Study start: January 2014Purpose
The aim of this study is to gather information on the use of tyrosine in individuals with muscle problems. Tyrosine is commonly used in individuals with nemaline myopathy. Information about side effects and benefits of this medication is limited. We wish to gather information about tyrosine from parents of children with nemaline myopathy and from individuals with nemaline myopathy.
The study consent and questionnaire are available online. It is anticipated that it will take approximately 20 minutes to complete this survey. The survey and consent are also available as word documents which may be printed and completed manually, or completed electronically and returned via email.

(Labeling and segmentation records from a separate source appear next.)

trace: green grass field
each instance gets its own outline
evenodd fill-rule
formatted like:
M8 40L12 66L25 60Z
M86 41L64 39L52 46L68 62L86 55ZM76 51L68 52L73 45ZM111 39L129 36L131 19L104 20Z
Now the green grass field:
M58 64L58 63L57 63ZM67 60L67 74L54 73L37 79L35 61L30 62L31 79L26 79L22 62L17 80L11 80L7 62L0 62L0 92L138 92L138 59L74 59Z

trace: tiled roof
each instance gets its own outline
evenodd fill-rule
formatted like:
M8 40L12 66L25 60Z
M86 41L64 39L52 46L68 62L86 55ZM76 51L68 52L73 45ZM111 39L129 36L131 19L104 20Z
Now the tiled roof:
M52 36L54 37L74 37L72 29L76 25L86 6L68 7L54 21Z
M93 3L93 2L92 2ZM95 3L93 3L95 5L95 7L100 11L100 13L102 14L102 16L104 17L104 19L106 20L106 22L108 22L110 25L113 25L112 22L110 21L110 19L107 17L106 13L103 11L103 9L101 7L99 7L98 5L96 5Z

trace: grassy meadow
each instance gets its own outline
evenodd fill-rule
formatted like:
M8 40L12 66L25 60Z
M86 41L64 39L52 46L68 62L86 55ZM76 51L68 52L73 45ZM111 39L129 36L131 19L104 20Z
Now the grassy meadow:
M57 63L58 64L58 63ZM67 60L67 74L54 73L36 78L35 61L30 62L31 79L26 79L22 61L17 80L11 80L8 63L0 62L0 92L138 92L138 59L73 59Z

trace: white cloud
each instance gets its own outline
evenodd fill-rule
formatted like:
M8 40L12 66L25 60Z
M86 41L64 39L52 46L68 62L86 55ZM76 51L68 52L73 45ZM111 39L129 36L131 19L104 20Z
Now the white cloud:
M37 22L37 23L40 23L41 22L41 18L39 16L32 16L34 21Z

If you would prefer to complete one of these versions of the questionnaire and consent, please contact Dr Sarah Sandaradura, the study co-ordinator.

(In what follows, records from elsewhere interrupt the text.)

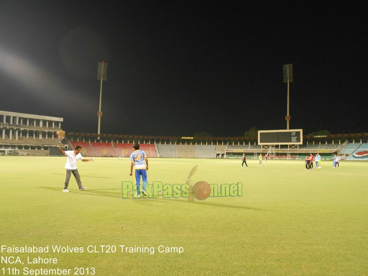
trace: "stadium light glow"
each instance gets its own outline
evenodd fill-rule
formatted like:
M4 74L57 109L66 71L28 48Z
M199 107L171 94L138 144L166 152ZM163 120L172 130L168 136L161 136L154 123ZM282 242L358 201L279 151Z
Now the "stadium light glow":
M101 111L101 103L102 100L102 81L106 80L107 76L107 63L104 61L98 62L98 68L97 69L97 79L101 80L101 87L100 88L100 104L98 112L97 115L98 116L98 129L97 130L97 134L100 134L100 130L101 129L101 117L102 116L102 112ZM98 140L100 139L99 135L97 137Z
M294 81L293 77L293 64L285 64L283 66L284 69L284 82L288 83L288 111L287 114L285 116L286 120L286 129L289 129L289 123L290 121L290 114L289 112L289 107L290 104L290 95L289 95L289 86L290 83Z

1. Diagnosis of nemaline myopathy by muscle biopsy or genetic testing in affected child (age <18 years) or in affected individual (age >18 years).
2. Consent must be provided by parent/caregiver (affected individual’s age less than 18 years or for those individuals greater than 18 years with learning disabilities or inability to physically access consent) or affected individual (age greater than 18 years)
To participate in this study please contact:
Dr Sarah Sandaradura, Institute for Neuroscience and Muscle Research, Children’s Hospital at Westmead, Sydney, Australia
Phone: 61 2 9845 0000
For additional information on this study or to obtain an information sheet with additional information on use of tyrosine in neuromuscular conditions, please contact Dr Sarah Sandaradura via email, as above.
Participation is at no cost to the patient and there is no compensation for participation. This study has been approved by the Ethics and Governance committees of the Sydney Children’s Hospitals Network (Australia).